Em primeiro lugar ele busca apoio consistente de oração. O líder que quiser ter vida longa no ministério de pregação precisa ter muita gente que lhe respalde em oração. Não deve ter medo de pedir, deve ser organizado para recrutar gente que ore por seu ministério. A oração faz toda diferença, porque Deus em sua graça colocou-a como um recurso fundamental para nós. Tem gente orando por seu ministério de pregação?

Logo em seguida ele fala do conteúdo da oração que ele mesmo faz. Há nela três preocupações que são um modelo para nós também.

Devemos pedir que Deus nos dê a mensagem certa para cada momento. Nem toda mensagem serve para toda estação. Toda palavra do evangelho é igualmente edificante, mas há um tempo certo para cada uma delas e esse é um grande desafio. É a diferença entre você pregar e você impactar vidas. Um medicamento desempenha seu papel quando é aplicado à doença certa, de outra maneira pode até colocar você de cama. Assim como cada alimento tem seu momento apropriado. A dependência do Espírito nos levará a esse caminho.

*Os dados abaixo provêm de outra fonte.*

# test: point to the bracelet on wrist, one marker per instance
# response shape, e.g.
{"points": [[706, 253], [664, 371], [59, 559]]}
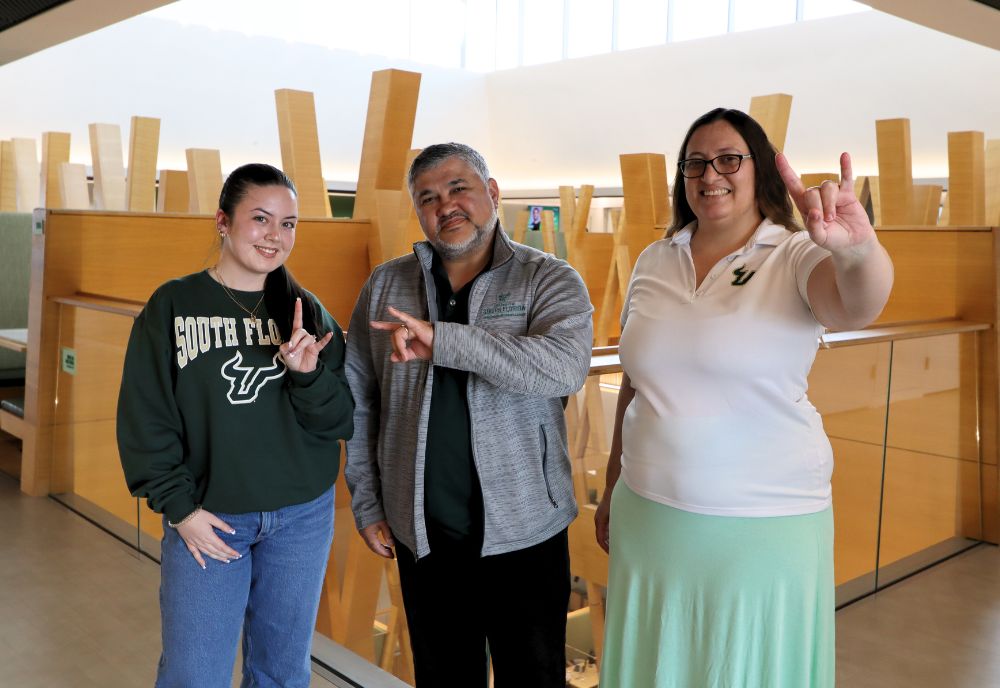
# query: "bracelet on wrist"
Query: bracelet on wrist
{"points": [[185, 519]]}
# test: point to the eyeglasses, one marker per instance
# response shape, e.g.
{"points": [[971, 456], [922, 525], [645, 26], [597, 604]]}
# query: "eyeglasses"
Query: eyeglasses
{"points": [[723, 164]]}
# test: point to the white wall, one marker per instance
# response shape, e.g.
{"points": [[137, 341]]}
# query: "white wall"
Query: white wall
{"points": [[844, 73], [538, 126], [215, 89]]}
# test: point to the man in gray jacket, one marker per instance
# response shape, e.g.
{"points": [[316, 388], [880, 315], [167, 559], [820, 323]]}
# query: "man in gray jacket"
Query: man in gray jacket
{"points": [[458, 357]]}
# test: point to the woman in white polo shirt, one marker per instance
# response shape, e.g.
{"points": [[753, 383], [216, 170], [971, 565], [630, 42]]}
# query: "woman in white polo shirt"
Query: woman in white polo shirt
{"points": [[721, 529]]}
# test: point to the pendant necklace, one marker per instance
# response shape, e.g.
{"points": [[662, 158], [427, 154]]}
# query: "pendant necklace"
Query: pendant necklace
{"points": [[252, 312]]}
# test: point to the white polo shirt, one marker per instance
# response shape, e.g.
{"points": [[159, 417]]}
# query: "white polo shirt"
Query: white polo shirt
{"points": [[720, 423]]}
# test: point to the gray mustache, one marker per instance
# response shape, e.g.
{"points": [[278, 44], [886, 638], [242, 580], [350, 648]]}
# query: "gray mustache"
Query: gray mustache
{"points": [[451, 216]]}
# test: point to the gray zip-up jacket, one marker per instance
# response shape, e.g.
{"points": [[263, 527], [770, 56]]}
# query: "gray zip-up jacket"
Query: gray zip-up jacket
{"points": [[527, 344]]}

Devemos pedir que o ministério não devore nossa alma. Paulo se preocupa em permanecer em Jesus. Não são poucos os que hoje amam fazer a obra de Deus, mas não amam o Deus da obra. Operam como profissionais sem coração a partir de mimetismos aprendidos e enganam facilmente o ouvinte médio das igrejas. Alguns gritos, um esboço copiado da internet, e palavras chaves como vitória, prosperidade e está feito o impostor. E olhe que o impostor pode até mesmo ter boa teologia. Mas a pregação que não nasce da experiência diária da palavra e confiança em Jesus é mera opinião religiosa. Opinião religiosa serve quando muito para alimentar partidarismos, curiosidade inútil ou exibir a capacidade de comunicação de uma pessoa. A pregação viva enraizada no Cristo, inspira o amor criativo, acende nossa esperança e desperta nossa fé. Sua grande paixão não pode ser a pregação mas a Jesus que lhe chamou a pregar. É um ministério sem compulsão, que é capaz também de ouvir a outros com prazer. “Viajamos o mundo para pregar, mas para ouvir não queremos atravessar nem a rua”, já escreveu alguém.

Devemos pedir a Deus coragem. Ninguém é tão macho a ponto de dizer que não tem medo de nada, mas se foi chamado para pregar deve pisar cada um desses medos e seguir adiante. É claro que não se deve confundir coragem com grosseria, como muitos fazem. Mas não podemos pregar com o alvo de sermos convidados para o próximo congresso. Isso é prostituição do ministério.

Existem três tipos de pessoas que podem intimidar o pregador:

  1. Aqueles que podem lhe prejudicar política e financeiramente. Nessa categoria estão os líderes na hierarquia, ou grandes mantenedores do seu trabalho.
  2. Pessoas que consideramos superiores intelectualmente a nós.
  3. Pessoas que eu chamo de “opiniáticas”, que não se furtam a atacar verbalmente quando se sentem atacados no seu estado de vida.

A pergunta que você sempre deve fazer a si mesmo é esta: será que estou falando com coragem ou apenas faço a média que o povo quer ouvir?

Se você tiver essas preocupações centrais as demais coisas certamente lhe serão acrescentadas e as portas do inferno não prevalecerão sobre as palavras de Deus na sua boca.

Um abraço quebra costelas.

O discípulo gaudério.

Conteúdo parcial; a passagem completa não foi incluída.